Liga pelajar DBL memiliki sebuah aturan yang telah mereka terapkan dari tahun 2004 yang kurang lebih menyatakan bahwa jika seorang pemain telah bermain untuk NBL, Kobatama, Kobanita, dan Tim Nasional Indonesia maka ia tak lagi boleh bermain di DBL. DBL menganggapnya telah bermain pada tingkatan yang lebih tinggi melebihi teman-temannya yang lain.

Nah, tampaknya, ada pemain yang dipanggil untuk membela Indonesia di ajang Kejuaraan SEABA U-16, 9-13 Agustus di Selangor, Malaysia juga terpilih sebagai pemain pilihan pertama yang mewakili sekolah dan daerahnya untuk mengikuti DBL Indonesia Development Camp 2011 yang diadakan di Surabaya, 24-28 Juli lalu.

DBL Indonesia Development Camp adalah sebuah kemah pelatihan yang juga akan menyeleksi para pemain dari daerah-daerah di seluruh Indonesia untuk mencari 12 pemain DBL All Star yang akan dikirim ke Amerika Serikat untuk berlatih dan bertanding di sana. Membawa nama Indonesia juga tentunya, walau barangkali nggak resmi :P Yang melatih kali ini kebetulan adalah Nate Robinson (Oklahoma City Thunder) dan beberapa pelatih besar dari Australia. (DBL Camp yang pertama dilatih oleh Kevin Martin -saat itu Sacramento Kings- serta beberapa pelatih NBA yang salah satunya adalah seorang asisten pelatih tim yang sudah punya dua cincin juara NBA).

Balik lagi, oleh karena aturan tersebut, seorang pemain pelajar yang terpilih mengikuti DBL Development Camp dan juga terpanggil untuk membela Tim Nasional mau tidak mau harus memilih salah satu. Ia tidak bisa mengikuti development camp dulu lalu pergi membela Tim Nasional setelah itu.

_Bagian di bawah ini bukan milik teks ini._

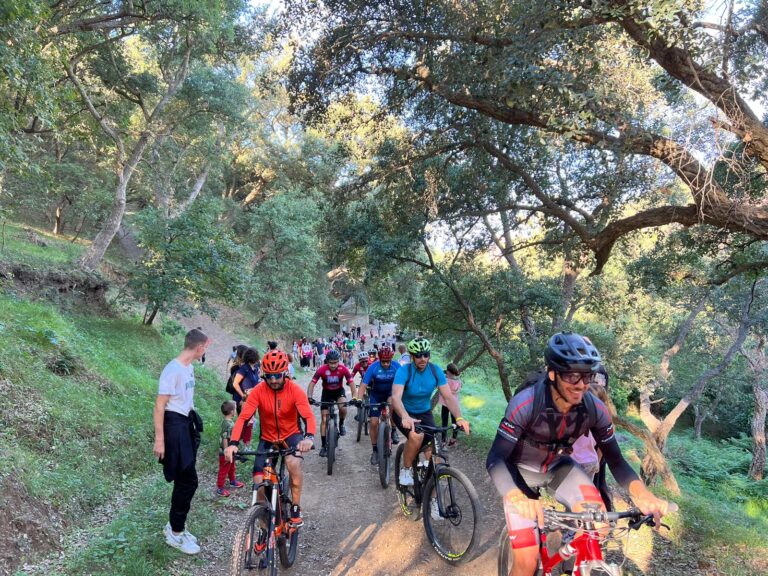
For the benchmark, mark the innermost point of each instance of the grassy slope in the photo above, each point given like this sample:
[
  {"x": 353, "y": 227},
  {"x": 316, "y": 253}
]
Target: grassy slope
[
  {"x": 79, "y": 439},
  {"x": 75, "y": 441},
  {"x": 712, "y": 477}
]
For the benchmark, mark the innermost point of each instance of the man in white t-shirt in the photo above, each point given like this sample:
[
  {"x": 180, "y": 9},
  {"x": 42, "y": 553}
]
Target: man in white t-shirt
[{"x": 177, "y": 437}]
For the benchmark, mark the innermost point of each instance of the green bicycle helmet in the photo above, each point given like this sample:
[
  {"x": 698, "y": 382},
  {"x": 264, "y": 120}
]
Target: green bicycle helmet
[{"x": 419, "y": 345}]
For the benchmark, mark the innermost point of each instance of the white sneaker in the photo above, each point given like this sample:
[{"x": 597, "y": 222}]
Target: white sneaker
[
  {"x": 183, "y": 542},
  {"x": 187, "y": 533}
]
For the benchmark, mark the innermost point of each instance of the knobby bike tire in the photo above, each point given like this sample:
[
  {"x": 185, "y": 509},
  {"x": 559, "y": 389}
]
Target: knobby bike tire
[
  {"x": 384, "y": 450},
  {"x": 330, "y": 440},
  {"x": 405, "y": 494},
  {"x": 244, "y": 559},
  {"x": 453, "y": 538}
]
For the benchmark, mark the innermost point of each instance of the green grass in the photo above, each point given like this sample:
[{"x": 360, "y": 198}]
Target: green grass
[
  {"x": 18, "y": 248},
  {"x": 75, "y": 438}
]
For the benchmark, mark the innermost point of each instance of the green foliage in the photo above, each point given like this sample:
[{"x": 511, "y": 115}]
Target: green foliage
[
  {"x": 288, "y": 287},
  {"x": 189, "y": 261},
  {"x": 63, "y": 430}
]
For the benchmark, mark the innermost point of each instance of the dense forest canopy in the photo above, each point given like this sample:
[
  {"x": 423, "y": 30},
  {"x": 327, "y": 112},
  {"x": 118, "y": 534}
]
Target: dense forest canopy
[{"x": 488, "y": 171}]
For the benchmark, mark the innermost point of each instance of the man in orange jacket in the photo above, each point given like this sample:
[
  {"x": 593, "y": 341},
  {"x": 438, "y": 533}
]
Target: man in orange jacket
[{"x": 280, "y": 402}]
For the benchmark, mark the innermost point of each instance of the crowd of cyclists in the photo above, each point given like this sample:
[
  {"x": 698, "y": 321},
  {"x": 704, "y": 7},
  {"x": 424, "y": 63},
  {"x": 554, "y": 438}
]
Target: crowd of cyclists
[{"x": 546, "y": 421}]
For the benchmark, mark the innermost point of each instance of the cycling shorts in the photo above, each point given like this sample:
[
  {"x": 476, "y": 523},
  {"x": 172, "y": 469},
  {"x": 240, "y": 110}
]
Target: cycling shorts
[
  {"x": 332, "y": 395},
  {"x": 375, "y": 411},
  {"x": 260, "y": 461},
  {"x": 424, "y": 418},
  {"x": 566, "y": 482}
]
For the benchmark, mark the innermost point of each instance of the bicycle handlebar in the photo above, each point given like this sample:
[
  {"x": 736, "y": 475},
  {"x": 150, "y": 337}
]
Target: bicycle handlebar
[
  {"x": 634, "y": 514},
  {"x": 334, "y": 403}
]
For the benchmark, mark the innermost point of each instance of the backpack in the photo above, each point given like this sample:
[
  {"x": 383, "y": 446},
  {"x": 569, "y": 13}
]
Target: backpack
[{"x": 230, "y": 388}]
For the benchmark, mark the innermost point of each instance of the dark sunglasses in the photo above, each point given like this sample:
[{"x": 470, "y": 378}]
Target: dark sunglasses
[{"x": 576, "y": 377}]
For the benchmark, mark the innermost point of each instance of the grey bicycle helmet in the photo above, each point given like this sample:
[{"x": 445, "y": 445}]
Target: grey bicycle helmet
[{"x": 571, "y": 352}]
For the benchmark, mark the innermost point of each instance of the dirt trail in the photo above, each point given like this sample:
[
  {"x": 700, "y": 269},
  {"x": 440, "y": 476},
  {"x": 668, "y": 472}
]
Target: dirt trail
[{"x": 352, "y": 525}]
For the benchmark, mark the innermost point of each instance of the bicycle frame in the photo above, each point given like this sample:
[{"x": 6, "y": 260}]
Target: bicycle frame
[
  {"x": 588, "y": 554},
  {"x": 434, "y": 468},
  {"x": 273, "y": 481}
]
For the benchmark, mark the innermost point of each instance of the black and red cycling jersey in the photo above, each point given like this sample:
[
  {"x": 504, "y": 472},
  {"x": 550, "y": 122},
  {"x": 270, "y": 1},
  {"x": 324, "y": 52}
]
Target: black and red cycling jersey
[{"x": 539, "y": 442}]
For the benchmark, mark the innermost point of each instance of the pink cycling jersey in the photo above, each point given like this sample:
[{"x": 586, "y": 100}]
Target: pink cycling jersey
[{"x": 332, "y": 379}]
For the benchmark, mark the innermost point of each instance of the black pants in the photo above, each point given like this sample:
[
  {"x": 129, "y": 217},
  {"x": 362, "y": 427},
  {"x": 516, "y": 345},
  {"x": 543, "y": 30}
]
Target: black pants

Dan lagi, Pelatihan Nasional U-16 dilaksanakan pada tanggal 25 Juli. Bentrok.

Tapi masalahnya bukan itu. Jika saja waktunya tidak bentrok, apakah yang terpilih masuk Tim Nasional tetap tidak boleh lagi bermain di DBL? Yup, tampaknya demikian. Aturan ini sudah ada dan sudah ditegakan sejak tahun 2004. Dan barangkali tidak akan berubah.

DBL Jahat?

Apakah teman kita yang lebih memilih untuk bermain membawa nama sekolahnya dan menolak panggilan Tim Nasional itu tidak patriotik? Tidak berpikir jernih?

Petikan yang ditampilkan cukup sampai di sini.